In true advent calendar style, we looked for a piece of trivia to do with the number three. Upon some research, it became undeniably clear that there’s a reason why the number three is pervasive throughout some of our greatest stories, fairy tales, myths and, well, marketing techniques.
It has since long been established that we can only hold a small amount of information in short-term memory. In 1956, Harvard professor George Miller published a paper titled, “The Magical Number Seven, Plus or Minus Two”, which suggested that humans had a hard time remembering more than seven to nine digits – one of the reasons why a phone number is seven digits. However, scientists have recently deemed the number of items we can easily recall to be closer to three or four “chunks”.
Arguably the most vital piece of advice that can be offered thus coincides with the “rule of three”. Three what, you ask? Anything! It’s absolutely, and almost sneakily so, everywhere! It’s a principle that suggests things grouped in three’s are just far easier to understand and remember. It’s a rule that has been passed down from industry to industry, and a good speech writer would do well take note of it.

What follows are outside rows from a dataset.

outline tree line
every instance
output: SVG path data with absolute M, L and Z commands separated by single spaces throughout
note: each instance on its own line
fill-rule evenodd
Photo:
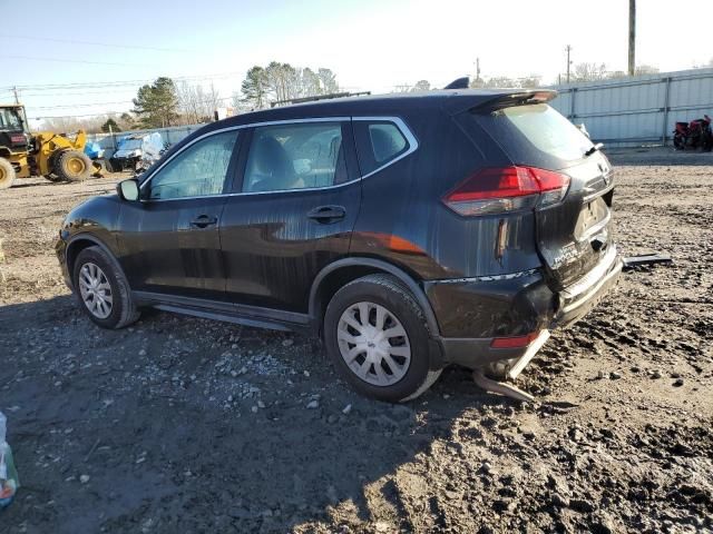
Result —
M 713 59 L 709 65 L 713 66 Z M 642 65 L 636 75 L 658 72 L 656 67 Z M 569 81 L 596 81 L 625 78 L 624 71 L 611 71 L 605 63 L 580 62 L 573 66 Z M 560 75 L 554 83 L 564 83 L 565 75 Z M 522 78 L 505 76 L 477 77 L 470 82 L 472 88 L 497 87 L 541 87 L 539 75 Z M 428 91 L 438 89 L 428 80 L 416 83 L 394 86 L 392 92 Z M 195 125 L 213 120 L 218 108 L 233 108 L 233 112 L 245 112 L 270 108 L 271 106 L 296 98 L 330 95 L 340 91 L 336 75 L 326 68 L 313 70 L 309 67 L 295 67 L 290 63 L 271 61 L 266 66 L 254 66 L 247 70 L 241 82 L 241 90 L 229 97 L 221 97 L 211 85 L 191 85 L 186 81 L 176 83 L 167 77 L 157 78 L 153 83 L 141 86 L 134 98 L 130 112 L 108 113 L 88 119 L 48 119 L 45 128 L 56 131 L 71 131 L 85 128 L 88 131 L 123 131 L 139 128 L 163 128 L 170 126 Z
M 334 92 L 339 92 L 339 83 L 332 70 L 320 68 L 314 71 L 277 61 L 266 67 L 252 67 L 241 83 L 241 92 L 234 92 L 229 98 L 222 98 L 213 83 L 206 89 L 160 77 L 138 89 L 130 115 L 124 113 L 120 121 L 115 117 L 107 118 L 101 130 L 195 125 L 213 120 L 218 108 L 252 111 L 294 98 Z

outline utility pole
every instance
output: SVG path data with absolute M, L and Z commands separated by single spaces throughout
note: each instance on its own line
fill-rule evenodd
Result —
M 628 76 L 636 72 L 636 0 L 628 0 Z

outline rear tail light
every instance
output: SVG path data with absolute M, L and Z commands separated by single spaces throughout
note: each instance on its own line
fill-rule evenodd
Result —
M 568 187 L 567 175 L 535 167 L 501 167 L 479 170 L 442 200 L 458 215 L 492 215 L 557 204 Z

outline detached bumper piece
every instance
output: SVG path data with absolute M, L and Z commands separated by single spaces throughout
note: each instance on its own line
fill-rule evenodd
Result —
M 504 338 L 501 338 L 504 339 Z M 492 375 L 504 377 L 506 380 L 515 380 L 520 373 L 527 367 L 527 364 L 535 357 L 535 355 L 543 348 L 543 345 L 549 339 L 549 330 L 543 330 L 534 338 L 528 345 L 525 354 L 518 358 L 495 362 L 490 364 L 489 369 Z M 521 390 L 520 388 L 508 384 L 506 382 L 498 382 L 489 378 L 485 374 L 485 368 L 480 367 L 472 372 L 472 379 L 476 385 L 486 392 L 497 393 L 505 395 L 506 397 L 514 398 L 524 403 L 531 403 L 535 400 L 529 393 Z
M 624 258 L 624 270 L 632 270 L 636 267 L 656 264 L 673 264 L 671 256 L 666 254 L 642 254 L 641 256 L 629 256 Z
M 559 309 L 551 326 L 569 326 L 587 315 L 616 285 L 623 266 L 616 247 L 611 247 L 594 269 L 559 293 Z

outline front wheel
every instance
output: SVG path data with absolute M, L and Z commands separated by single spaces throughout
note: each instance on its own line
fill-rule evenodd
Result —
M 79 253 L 72 281 L 79 305 L 102 328 L 123 328 L 138 319 L 140 314 L 121 268 L 100 247 Z
M 389 275 L 358 278 L 336 291 L 326 308 L 324 340 L 340 374 L 371 398 L 411 400 L 441 374 L 430 366 L 420 306 Z
M 79 150 L 62 150 L 57 156 L 55 174 L 62 180 L 81 181 L 91 176 L 94 164 Z

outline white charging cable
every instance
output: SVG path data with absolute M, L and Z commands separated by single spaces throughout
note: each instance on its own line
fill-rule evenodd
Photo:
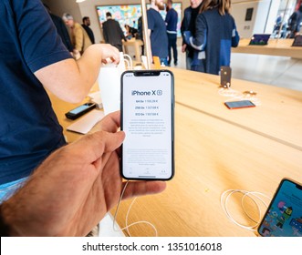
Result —
M 114 213 L 114 219 L 113 219 L 113 230 L 114 230 L 115 231 L 119 231 L 119 230 L 117 230 L 117 229 L 115 228 L 115 227 L 116 227 L 116 219 L 117 219 L 117 215 L 118 215 L 118 211 L 119 211 L 119 209 L 120 209 L 120 202 L 121 202 L 122 197 L 123 197 L 123 195 L 124 195 L 124 193 L 125 193 L 125 190 L 126 190 L 126 188 L 127 188 L 128 184 L 129 184 L 129 180 L 126 182 L 126 184 L 125 184 L 125 186 L 124 186 L 124 189 L 123 189 L 122 191 L 121 191 L 121 194 L 120 194 L 120 199 L 119 199 L 119 203 L 118 203 L 118 206 L 117 206 L 117 209 L 116 209 L 116 211 L 115 211 L 115 213 Z M 126 230 L 127 234 L 128 234 L 130 237 L 131 237 L 131 234 L 130 234 L 130 230 L 129 230 L 130 227 L 132 227 L 132 226 L 134 226 L 134 225 L 138 225 L 138 224 L 147 224 L 147 225 L 151 226 L 151 227 L 154 230 L 155 237 L 158 237 L 158 231 L 157 231 L 155 226 L 154 226 L 152 223 L 149 222 L 149 221 L 146 221 L 146 220 L 140 220 L 140 221 L 133 222 L 133 223 L 131 223 L 131 224 L 130 224 L 130 225 L 128 224 L 128 219 L 129 219 L 130 211 L 130 209 L 131 209 L 131 208 L 132 208 L 132 205 L 133 205 L 134 202 L 136 201 L 136 199 L 137 199 L 137 198 L 135 198 L 135 199 L 132 200 L 132 202 L 130 203 L 130 207 L 129 207 L 129 209 L 128 209 L 128 211 L 127 211 L 127 214 L 126 214 L 126 219 L 125 219 L 125 227 L 122 228 L 122 229 L 120 229 L 120 230 Z
M 239 223 L 237 220 L 235 220 L 233 216 L 231 215 L 230 211 L 229 211 L 229 208 L 228 208 L 228 202 L 229 202 L 229 199 L 235 193 L 241 193 L 244 196 L 241 199 L 241 206 L 244 209 L 245 214 L 251 219 L 253 220 L 255 224 L 252 225 L 252 226 L 248 226 L 248 225 L 243 225 L 241 223 Z M 226 214 L 227 218 L 235 225 L 248 230 L 252 230 L 252 231 L 255 231 L 255 228 L 259 226 L 260 221 L 261 221 L 261 218 L 262 218 L 262 211 L 261 211 L 261 207 L 259 206 L 258 201 L 255 199 L 256 198 L 259 201 L 261 201 L 261 203 L 267 208 L 268 205 L 266 203 L 266 201 L 260 197 L 264 197 L 267 199 L 271 199 L 268 196 L 266 196 L 266 194 L 263 194 L 261 192 L 257 192 L 257 191 L 246 191 L 246 190 L 243 190 L 243 189 L 227 189 L 225 190 L 220 198 L 220 204 L 221 207 L 223 208 L 224 212 Z M 245 209 L 245 207 L 244 205 L 244 201 L 245 199 L 245 198 L 248 197 L 250 198 L 253 202 L 256 205 L 257 208 L 257 212 L 259 215 L 259 219 L 257 220 L 254 219 L 251 215 L 247 212 L 247 209 Z

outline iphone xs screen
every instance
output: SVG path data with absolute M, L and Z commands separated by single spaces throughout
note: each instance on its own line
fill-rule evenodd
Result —
M 121 76 L 121 171 L 127 179 L 168 180 L 174 174 L 174 89 L 167 70 Z

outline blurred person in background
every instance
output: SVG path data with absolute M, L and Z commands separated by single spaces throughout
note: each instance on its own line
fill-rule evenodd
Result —
M 92 45 L 89 35 L 85 29 L 76 22 L 73 16 L 65 13 L 62 16 L 65 24 L 70 28 L 71 43 L 74 46 L 74 56 L 76 59 L 78 59 L 84 51 Z

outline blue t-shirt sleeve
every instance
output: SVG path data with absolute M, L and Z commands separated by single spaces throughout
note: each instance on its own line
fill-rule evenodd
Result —
M 33 73 L 72 57 L 39 0 L 12 1 L 21 50 Z

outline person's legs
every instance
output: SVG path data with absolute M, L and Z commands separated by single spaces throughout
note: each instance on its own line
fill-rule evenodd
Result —
M 172 35 L 167 33 L 168 35 L 168 66 L 170 66 L 172 61 L 172 53 L 171 48 L 172 47 Z
M 178 64 L 178 56 L 177 56 L 177 34 L 172 35 L 172 48 L 173 50 L 173 59 L 174 59 L 174 66 L 177 66 Z

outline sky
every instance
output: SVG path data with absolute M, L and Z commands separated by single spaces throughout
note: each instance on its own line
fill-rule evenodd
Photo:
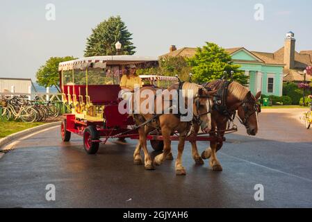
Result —
M 49 3 L 55 20 L 46 19 Z M 83 57 L 92 28 L 116 15 L 133 33 L 137 56 L 205 42 L 274 52 L 290 31 L 296 51 L 312 50 L 311 8 L 311 0 L 0 0 L 0 77 L 35 81 L 50 57 Z

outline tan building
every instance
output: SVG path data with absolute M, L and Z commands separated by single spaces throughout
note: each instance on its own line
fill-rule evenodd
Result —
M 31 78 L 15 78 L 0 77 L 0 92 L 30 93 Z
M 299 53 L 295 51 L 295 35 L 292 32 L 286 34 L 284 46 L 274 53 L 265 53 L 260 51 L 248 51 L 244 47 L 225 49 L 231 56 L 234 63 L 238 65 L 262 64 L 263 66 L 284 66 L 283 80 L 303 82 L 303 71 L 308 66 L 312 66 L 312 50 L 302 51 Z M 192 57 L 196 51 L 196 48 L 184 47 L 176 50 L 174 46 L 172 46 L 170 52 L 161 56 L 183 56 Z M 250 56 L 250 58 L 248 57 Z M 254 59 L 251 59 L 253 58 Z M 245 65 L 246 67 L 246 65 Z M 245 69 L 244 69 L 245 70 Z M 246 71 L 248 67 L 246 67 Z M 268 71 L 268 73 L 270 71 Z M 262 74 L 258 71 L 256 78 L 258 83 L 261 81 Z M 311 76 L 306 75 L 306 80 L 311 81 Z M 269 80 L 271 81 L 271 80 Z M 259 84 L 258 84 L 259 85 Z M 261 85 L 258 88 L 262 88 Z

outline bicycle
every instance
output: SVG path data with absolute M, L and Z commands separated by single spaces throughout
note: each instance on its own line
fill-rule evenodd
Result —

From Winston Churchill’s reference to “blood, tears and sweat”, Julius Caesar’s “Friends, Romans, Countryman”, public safety’s “Stop Look, Listen” and movie name “The Good, The Bad and The Ugly”, it’s a technique that can be traced to ancient Greece – a figure of speech using three words to express one idea.
Great speeches are often divided into three themes, plays are often divided into three acts, and the same technique applies to persuasive presentations where you tell them what you’re going to say, say it, and then conclude what you said.
Steve Jobs seemed to be an avid lover of three’s, specifically when it came to product launches and presentations. In 2007 Jobs introduced the first iPhone as the “third” of Apple’s revolutionary product categories. He kept repeating it until the audience realised he was talking about one device capable of handling three tasks. Then, in 2011, Jobs introduced the iPad 2 as “thinner, lighter, and faster” than the original.
The “rule of three” is a definite must when it comes to communicating your business through means such as marketing, pitches, and presentations. However, it doesn’t need to be limited to the marketing or pitching process. According to writer Rajendra Sisodia: “The rule is more than an interesting theoretical construct; it’s a powerful empirical reality that must be factored into corporate strategy. It’s the ability of executives to develop alternative strategies that can result in success.”
In the article “The Three Golden Rules Of Business“, it was suggested that from brainstorming ideas to company core values, reducing actions to three would serve to ingrain them more into the minds of employees.
“There is nothing more important to the life blood of business than, say, for example, these three actions: Get customers, keep customers, make money. This is what we call ‘prime directive’; it’s the prime mandate, top-of-the-mind focus, and the guidance that drives every decision for every manager, leader, employee, stakeholder, director,” it read. “Anyone who has skin-in-the-game in the business. The prime directives are – not because we say they are but because they are – the most elemental building blocks of business success beyond which ‘everything else’ is merely interesting details.
“Notice that the prime directives are comprised of three powerful verbs – action words in the broadest sense of the meaning. Say these words often: Get, keep, make; get, keep, make; get, keep, make… Repeat them often; but most importantly, ‘do what the words say’ for building-sustaining a successful business.”